Then we come to the gate, with the pointed flower that breaks open as the gate parts to allow us through.
Just like that. And then we’re off the property. There are more trees, and then suddenly there’s a city. Bright lights and blurs of people laughing and talking. It’s a wealthier place than where I come from, by the looks of it, and money has given these people the illusion of time. Maybe they’re hoping for an antidote to save them, or maybe they’re just happy to have a comfortable home to return to. There are no traces of desperation, no panhandling orphans. Instead I see a woman in a pink dress doubled over with laugher in front of a cinema that’s displaying its movies’ titles on a giant illuminated marquee. I can smell fast food and fresh concrete and the stench of an irrigation pipe somewhere far off.
It’s a shock. It’s like landing on Mars, but also like coming home.
We drive past a harbor, and it’s not exactly like the one in Manhattan. There’s a sandy beach dissolving into the water, and plenty of docks where sailboats are tied for the night, swaying to the rhythm of the sea.
Linden is guiding me back inside, telling me I’ll catch pneumonia. For a second I don’t care, but then I think if I get pneumonia, he’ll never let me leave the house again.
I’m already lucky to be out now, given how worried he was while my broken bones healed. Vaughn had to convince him that I was as strong as an ox (like his dead son, I thought when I heard the comparison) before Linden considered taking me out tonight.
I settle back in the heated seat and let Linden close the windows, and I watch the city through the subdued tint of the glass. This isn’t so bad. Linden pours me a glass of champagne and we clink our glasses together.
I’ve had alcohol once before, a few years ago when I fell off the roof while Rowan and I were trying to repair a leak. I dislocated my shoulder and Rowan gave me a dusty bottle of vodka from the basement to help with the pain as he set my shoulder back in place.
But this is different, bubbly and light. It warms my stomach, where the vodka had burned.
I let Linden put his arm around me. It’s something a first wife would do. He’s rigid for a while, and then he seems to relax a little. He picks up one of my curls—all over-sprayed and conditioned and treated to last the evening—and winds his finger around it. I wonder how Rose wore her hair when he took her out.
We finish the last of our champagne, and he takes the empty glass from my hand and tells me there will be more at the expo. He tells me there will be lots of toasts and attendants carrying glasses of wine on trays. “After the alcohol came to be too much, Rose would only pretend to take sips. I think she was getting an attendant to serve her empty glasses to help the illusion.” He looks away, to the traffic outside the window, looking like he regrets what he said.
I put my hand on his knee and gently say, “That’s good. What else would she do?”
He purses his lips, ventures a glance at me. “She laughed at everything anyone said, and she looked at their eyes when they spoke. And she was always smiling. At the end of the night, when it was just us, she said her cheeks hurt from all the smiling.”

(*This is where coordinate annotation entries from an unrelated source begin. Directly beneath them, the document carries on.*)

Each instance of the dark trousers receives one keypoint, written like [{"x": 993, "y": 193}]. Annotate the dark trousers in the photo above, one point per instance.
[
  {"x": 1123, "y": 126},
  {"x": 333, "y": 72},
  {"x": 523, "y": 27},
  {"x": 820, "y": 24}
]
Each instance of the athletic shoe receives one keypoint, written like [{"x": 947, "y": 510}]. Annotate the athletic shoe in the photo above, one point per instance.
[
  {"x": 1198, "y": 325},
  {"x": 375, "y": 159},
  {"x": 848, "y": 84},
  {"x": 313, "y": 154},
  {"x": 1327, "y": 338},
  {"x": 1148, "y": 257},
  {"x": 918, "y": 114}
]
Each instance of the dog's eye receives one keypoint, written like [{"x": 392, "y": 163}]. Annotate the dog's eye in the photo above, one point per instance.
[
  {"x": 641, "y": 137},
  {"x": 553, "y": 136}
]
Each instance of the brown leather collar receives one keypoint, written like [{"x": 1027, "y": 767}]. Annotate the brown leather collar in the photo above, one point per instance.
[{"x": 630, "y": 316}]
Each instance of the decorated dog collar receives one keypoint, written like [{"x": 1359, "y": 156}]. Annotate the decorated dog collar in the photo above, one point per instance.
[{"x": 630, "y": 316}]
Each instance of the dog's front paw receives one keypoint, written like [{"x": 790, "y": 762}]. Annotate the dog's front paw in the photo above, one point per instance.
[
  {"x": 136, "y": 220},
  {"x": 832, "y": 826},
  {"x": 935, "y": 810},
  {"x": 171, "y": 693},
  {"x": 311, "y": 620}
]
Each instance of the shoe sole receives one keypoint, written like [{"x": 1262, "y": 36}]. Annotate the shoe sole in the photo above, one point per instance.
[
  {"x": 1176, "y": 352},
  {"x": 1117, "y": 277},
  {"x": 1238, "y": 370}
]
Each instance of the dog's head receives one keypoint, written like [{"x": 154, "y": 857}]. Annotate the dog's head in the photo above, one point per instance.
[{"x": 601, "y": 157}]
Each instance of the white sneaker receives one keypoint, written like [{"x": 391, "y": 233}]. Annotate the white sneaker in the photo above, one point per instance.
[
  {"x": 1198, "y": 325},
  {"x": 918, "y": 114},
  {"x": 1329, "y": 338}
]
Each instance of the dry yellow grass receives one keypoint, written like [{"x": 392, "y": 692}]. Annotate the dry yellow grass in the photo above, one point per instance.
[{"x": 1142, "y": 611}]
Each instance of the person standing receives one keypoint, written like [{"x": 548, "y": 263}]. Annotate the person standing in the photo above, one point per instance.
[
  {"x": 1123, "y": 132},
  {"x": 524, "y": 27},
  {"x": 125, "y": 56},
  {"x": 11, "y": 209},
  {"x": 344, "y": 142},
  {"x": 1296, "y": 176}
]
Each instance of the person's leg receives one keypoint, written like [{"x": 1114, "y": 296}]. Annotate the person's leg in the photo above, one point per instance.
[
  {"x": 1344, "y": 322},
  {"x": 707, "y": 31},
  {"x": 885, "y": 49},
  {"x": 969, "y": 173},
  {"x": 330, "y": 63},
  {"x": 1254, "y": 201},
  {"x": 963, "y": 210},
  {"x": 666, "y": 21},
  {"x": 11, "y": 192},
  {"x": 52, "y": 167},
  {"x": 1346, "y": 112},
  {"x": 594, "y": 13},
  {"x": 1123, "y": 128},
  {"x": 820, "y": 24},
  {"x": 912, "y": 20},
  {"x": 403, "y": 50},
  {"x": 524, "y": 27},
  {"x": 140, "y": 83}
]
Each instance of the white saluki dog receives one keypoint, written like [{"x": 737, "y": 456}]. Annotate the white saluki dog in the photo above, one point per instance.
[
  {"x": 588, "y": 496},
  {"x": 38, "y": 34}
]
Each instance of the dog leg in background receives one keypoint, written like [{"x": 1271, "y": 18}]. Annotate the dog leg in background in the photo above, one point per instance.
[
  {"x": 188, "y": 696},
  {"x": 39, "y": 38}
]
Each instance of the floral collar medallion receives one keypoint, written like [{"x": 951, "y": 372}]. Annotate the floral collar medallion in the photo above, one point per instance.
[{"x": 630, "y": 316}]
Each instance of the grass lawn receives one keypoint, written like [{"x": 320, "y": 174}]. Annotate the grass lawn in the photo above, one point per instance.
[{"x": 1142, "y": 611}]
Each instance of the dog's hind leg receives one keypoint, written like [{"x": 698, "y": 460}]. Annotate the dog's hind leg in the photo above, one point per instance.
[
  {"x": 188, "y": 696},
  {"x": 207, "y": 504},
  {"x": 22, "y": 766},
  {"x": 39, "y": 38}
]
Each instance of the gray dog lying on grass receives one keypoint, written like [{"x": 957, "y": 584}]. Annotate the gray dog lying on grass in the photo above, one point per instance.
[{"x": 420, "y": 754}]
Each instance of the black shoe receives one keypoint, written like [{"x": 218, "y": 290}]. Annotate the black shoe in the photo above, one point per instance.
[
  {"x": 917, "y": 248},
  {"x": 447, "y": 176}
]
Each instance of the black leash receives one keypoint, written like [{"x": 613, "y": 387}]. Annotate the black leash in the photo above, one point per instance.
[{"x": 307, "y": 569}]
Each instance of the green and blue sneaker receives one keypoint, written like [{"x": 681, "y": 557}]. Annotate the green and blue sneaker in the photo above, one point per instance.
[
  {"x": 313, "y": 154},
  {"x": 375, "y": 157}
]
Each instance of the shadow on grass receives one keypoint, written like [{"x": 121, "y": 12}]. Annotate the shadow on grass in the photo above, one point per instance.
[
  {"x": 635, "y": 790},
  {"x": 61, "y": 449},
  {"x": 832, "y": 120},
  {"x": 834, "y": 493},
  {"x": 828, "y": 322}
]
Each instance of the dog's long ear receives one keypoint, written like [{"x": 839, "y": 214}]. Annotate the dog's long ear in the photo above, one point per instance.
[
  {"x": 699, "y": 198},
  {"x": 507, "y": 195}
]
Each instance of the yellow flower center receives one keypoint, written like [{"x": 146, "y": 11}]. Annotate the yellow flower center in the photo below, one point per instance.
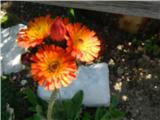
[{"x": 79, "y": 42}]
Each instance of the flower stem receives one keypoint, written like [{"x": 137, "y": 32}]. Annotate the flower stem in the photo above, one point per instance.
[{"x": 51, "y": 104}]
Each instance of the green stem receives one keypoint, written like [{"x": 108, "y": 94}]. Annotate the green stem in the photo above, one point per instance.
[{"x": 51, "y": 104}]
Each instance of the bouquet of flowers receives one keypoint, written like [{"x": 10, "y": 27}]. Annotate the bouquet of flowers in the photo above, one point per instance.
[{"x": 54, "y": 47}]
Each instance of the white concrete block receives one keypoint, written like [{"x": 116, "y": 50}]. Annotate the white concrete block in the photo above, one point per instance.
[
  {"x": 93, "y": 80},
  {"x": 10, "y": 52}
]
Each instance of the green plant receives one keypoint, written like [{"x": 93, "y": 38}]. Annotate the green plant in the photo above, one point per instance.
[
  {"x": 38, "y": 107},
  {"x": 111, "y": 113},
  {"x": 12, "y": 95},
  {"x": 152, "y": 47},
  {"x": 69, "y": 109}
]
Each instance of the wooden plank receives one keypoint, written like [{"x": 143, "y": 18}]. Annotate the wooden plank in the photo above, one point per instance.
[{"x": 149, "y": 9}]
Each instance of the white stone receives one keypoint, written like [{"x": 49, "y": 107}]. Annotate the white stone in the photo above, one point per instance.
[
  {"x": 93, "y": 80},
  {"x": 10, "y": 52}
]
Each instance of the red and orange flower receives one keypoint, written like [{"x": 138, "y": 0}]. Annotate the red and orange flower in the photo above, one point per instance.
[
  {"x": 53, "y": 67},
  {"x": 37, "y": 30},
  {"x": 83, "y": 43}
]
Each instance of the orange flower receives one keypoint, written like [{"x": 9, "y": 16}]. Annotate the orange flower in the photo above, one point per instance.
[
  {"x": 36, "y": 31},
  {"x": 85, "y": 44},
  {"x": 58, "y": 29},
  {"x": 53, "y": 67}
]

Smile. Look interested. Pretend to drink. And shine like a star, I add to the list, because it also seems like something Rose would have done. As we get closer to our des-tination, I feel myself entering her world. I feel like her replacement, which is what she said to me on the day we met, and I hadn’t wanted to believe it then. But now, with the warmth from the leather seats and the sweet smell of Linden’s aftershave, being her replacement doesn’t seem so bad. Though this is only temporary, of course.

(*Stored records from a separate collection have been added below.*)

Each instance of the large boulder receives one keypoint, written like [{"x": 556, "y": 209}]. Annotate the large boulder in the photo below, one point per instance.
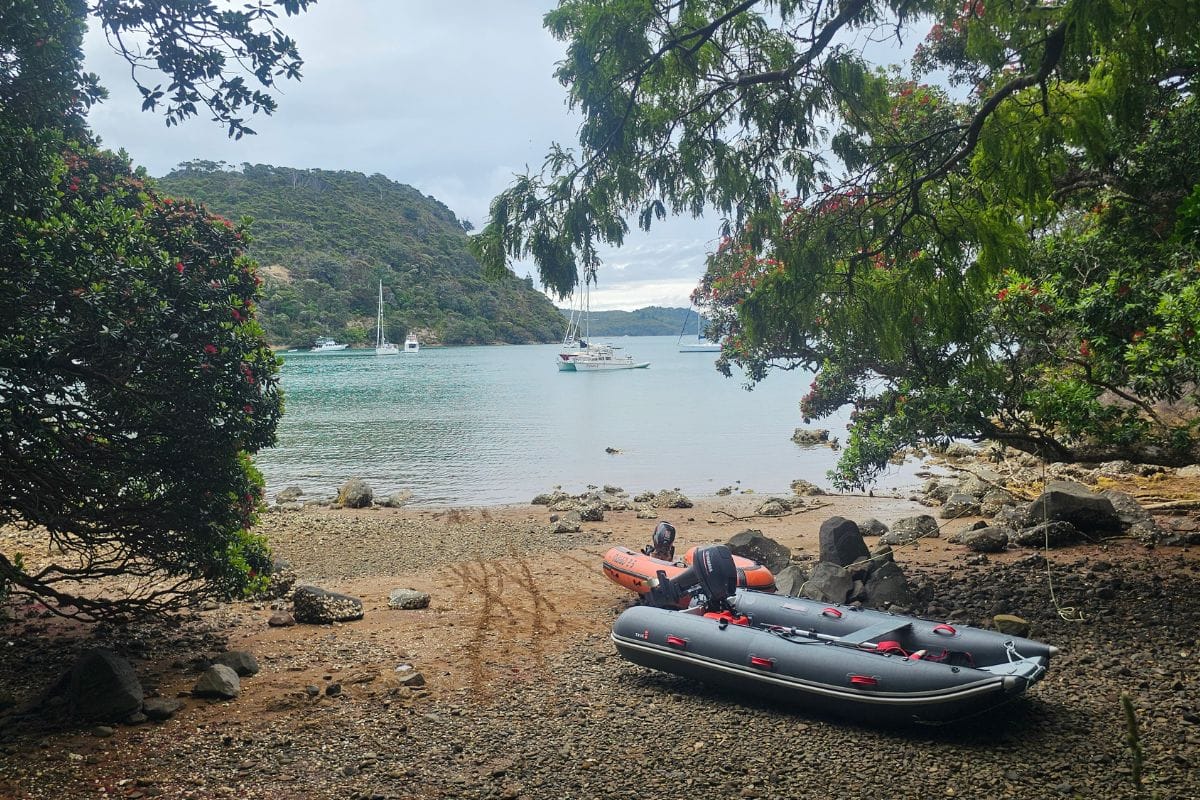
[
  {"x": 671, "y": 499},
  {"x": 910, "y": 529},
  {"x": 1069, "y": 501},
  {"x": 960, "y": 504},
  {"x": 1048, "y": 534},
  {"x": 217, "y": 681},
  {"x": 828, "y": 583},
  {"x": 100, "y": 686},
  {"x": 317, "y": 606},
  {"x": 841, "y": 542},
  {"x": 887, "y": 587},
  {"x": 355, "y": 494},
  {"x": 763, "y": 549}
]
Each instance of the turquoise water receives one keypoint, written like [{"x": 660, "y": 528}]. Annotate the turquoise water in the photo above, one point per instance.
[{"x": 496, "y": 425}]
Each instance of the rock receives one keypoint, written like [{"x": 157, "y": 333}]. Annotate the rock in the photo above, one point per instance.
[
  {"x": 805, "y": 488},
  {"x": 317, "y": 606},
  {"x": 240, "y": 661},
  {"x": 887, "y": 587},
  {"x": 1069, "y": 501},
  {"x": 569, "y": 523},
  {"x": 1011, "y": 624},
  {"x": 289, "y": 494},
  {"x": 671, "y": 499},
  {"x": 805, "y": 437},
  {"x": 960, "y": 505},
  {"x": 774, "y": 507},
  {"x": 355, "y": 494},
  {"x": 592, "y": 512},
  {"x": 841, "y": 542},
  {"x": 1013, "y": 516},
  {"x": 828, "y": 583},
  {"x": 408, "y": 599},
  {"x": 281, "y": 619},
  {"x": 1131, "y": 513},
  {"x": 1048, "y": 534},
  {"x": 910, "y": 529},
  {"x": 397, "y": 499},
  {"x": 100, "y": 686},
  {"x": 871, "y": 527},
  {"x": 161, "y": 708},
  {"x": 219, "y": 681},
  {"x": 791, "y": 579},
  {"x": 763, "y": 549},
  {"x": 985, "y": 540},
  {"x": 994, "y": 500}
]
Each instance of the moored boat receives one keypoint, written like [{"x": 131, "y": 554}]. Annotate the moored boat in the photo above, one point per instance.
[
  {"x": 325, "y": 344},
  {"x": 838, "y": 660}
]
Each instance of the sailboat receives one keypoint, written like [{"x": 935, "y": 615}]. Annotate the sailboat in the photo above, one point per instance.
[
  {"x": 579, "y": 354},
  {"x": 701, "y": 344},
  {"x": 383, "y": 347}
]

I take a moment to remind myself that the vibrant city outside is not my city, that these people are strangers. That my brother isn’t here. He’s alone somewhere, waiting for me. While I’m gone, there’s no one to keep watch while he sleeps. And the thought brings up a bitter wave of anxiety sloshing in the champagne in my stomach, but I force myself to calm down before I vomit.
The only way I can return to him is if I pull this thing off, however long it takes.
We come to a tall white building with a large velvet bow over the double doors. As we step out of the limo, I see the same velvet bows on streetlights and storefronts.
There’s a man dressed as Santa Claus ringing a bell while people drop money into a red bucket as his feet.
“They’re getting ready for the winter solstice early this year,” Linden says casually.
I haven’t celebrated a solstice since I was twelve.
Rowan thought spending money on gifts and wasting time decorating was too impractical. When we were children, our parents would decorate the house with red bows and cardboard snowmen, and all through December there was always the smell of something wonderful and sweet baking in the kitchen. My father would play sheet music from a centuries-old book entitled Christmas Classics, even though nobody has called it Christmas since before his time. And on the solstice, the shortest day of the year, our parents would give us gifts. Things they’d made, mostly—my mother was an excellent seamstress and my father could make anything from wood.
Without them our little tradition died. Winter for my brother and me was nothing more than the worst season for beggars in Manhattan. We would have boarded up the windows by now to discourage any orphans who might try to find respite from the blustery cold. The cold there is brutal and violent. Snow piled up to our doorknob, and we’d be up at dawn some mornings carving our way to freedom so we could make it to work. We’d drag the cot closer to the furnace and still be able to see our breath in front of our faces.